Judge of the Federal Court of Australia
- In office 1 February 1977 – 28 February 1987

Personal details
- Born: 2 July 1922 North Sydney, New South Wales
- Died: 20 March 2010 (aged 87) Bathurst, New South Wales
- Education: University of Sydney
- Occupation: Jurist

Military service
- Allegiance: Australia
- Branch/service: Royal Australian Naval Volunteer Reserve
- Years of service: 1940–1946
- Rank: Lieutenant
- Battles/wars: Second World War
- Awards: Distinguished Service Cross

= Phillip Evatt =

Australian jurist

Phillip George Evatt, (2 July 1922 – 20 March 2010) was an Australian naval officer and jurist who serviced as a judge on the Federal Court of Australia from 1977 to 1987. Evatt received a Bachelor of Laws from the University of Sydney.
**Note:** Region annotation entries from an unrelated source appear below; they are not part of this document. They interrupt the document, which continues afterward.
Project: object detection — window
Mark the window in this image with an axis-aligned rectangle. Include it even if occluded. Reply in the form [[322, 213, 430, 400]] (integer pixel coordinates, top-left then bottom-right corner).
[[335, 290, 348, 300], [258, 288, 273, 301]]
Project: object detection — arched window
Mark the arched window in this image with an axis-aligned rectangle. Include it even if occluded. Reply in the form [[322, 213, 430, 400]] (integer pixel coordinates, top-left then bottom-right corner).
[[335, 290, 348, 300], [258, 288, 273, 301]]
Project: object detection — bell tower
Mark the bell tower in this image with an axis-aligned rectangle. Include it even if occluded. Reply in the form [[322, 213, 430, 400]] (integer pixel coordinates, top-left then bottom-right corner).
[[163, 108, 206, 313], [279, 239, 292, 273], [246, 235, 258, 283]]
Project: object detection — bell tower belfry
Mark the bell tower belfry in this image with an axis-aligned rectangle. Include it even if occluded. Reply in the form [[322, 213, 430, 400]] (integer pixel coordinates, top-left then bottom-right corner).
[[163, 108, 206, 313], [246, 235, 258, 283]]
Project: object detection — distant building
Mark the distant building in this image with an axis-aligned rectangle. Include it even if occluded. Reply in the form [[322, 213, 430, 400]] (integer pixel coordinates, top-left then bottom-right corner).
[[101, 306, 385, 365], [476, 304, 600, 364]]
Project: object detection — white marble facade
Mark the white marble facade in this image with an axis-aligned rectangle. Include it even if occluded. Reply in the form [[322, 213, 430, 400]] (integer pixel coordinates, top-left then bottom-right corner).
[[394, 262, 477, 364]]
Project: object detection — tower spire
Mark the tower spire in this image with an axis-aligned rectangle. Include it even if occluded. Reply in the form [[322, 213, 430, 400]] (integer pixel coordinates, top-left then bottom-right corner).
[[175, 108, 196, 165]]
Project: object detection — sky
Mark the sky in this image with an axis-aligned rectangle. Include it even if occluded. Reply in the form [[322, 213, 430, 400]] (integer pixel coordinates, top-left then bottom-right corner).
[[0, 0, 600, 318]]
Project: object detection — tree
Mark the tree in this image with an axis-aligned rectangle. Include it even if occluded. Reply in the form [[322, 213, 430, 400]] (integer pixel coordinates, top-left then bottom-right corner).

He served as lieutenant in the Royal Australian Navy from 1940 to 1946, including on the British submarine . He was awarded the Distinguished Service Cross for his part in the sinking of German submarine U-486 in 1945. Evatt was admitted as a barrister in New South Wales in 1951. During his career as a jurist, he served on several courts, including the Supreme Court of the Northern Territory (1976–1987), the Supreme Court of the Australian Capital Territory (1974–1987), and the Supreme Court of Norfolk Island (1981–1987). Evatt presided over a Royal Commission into the use of chemical agents in the Vietnam War.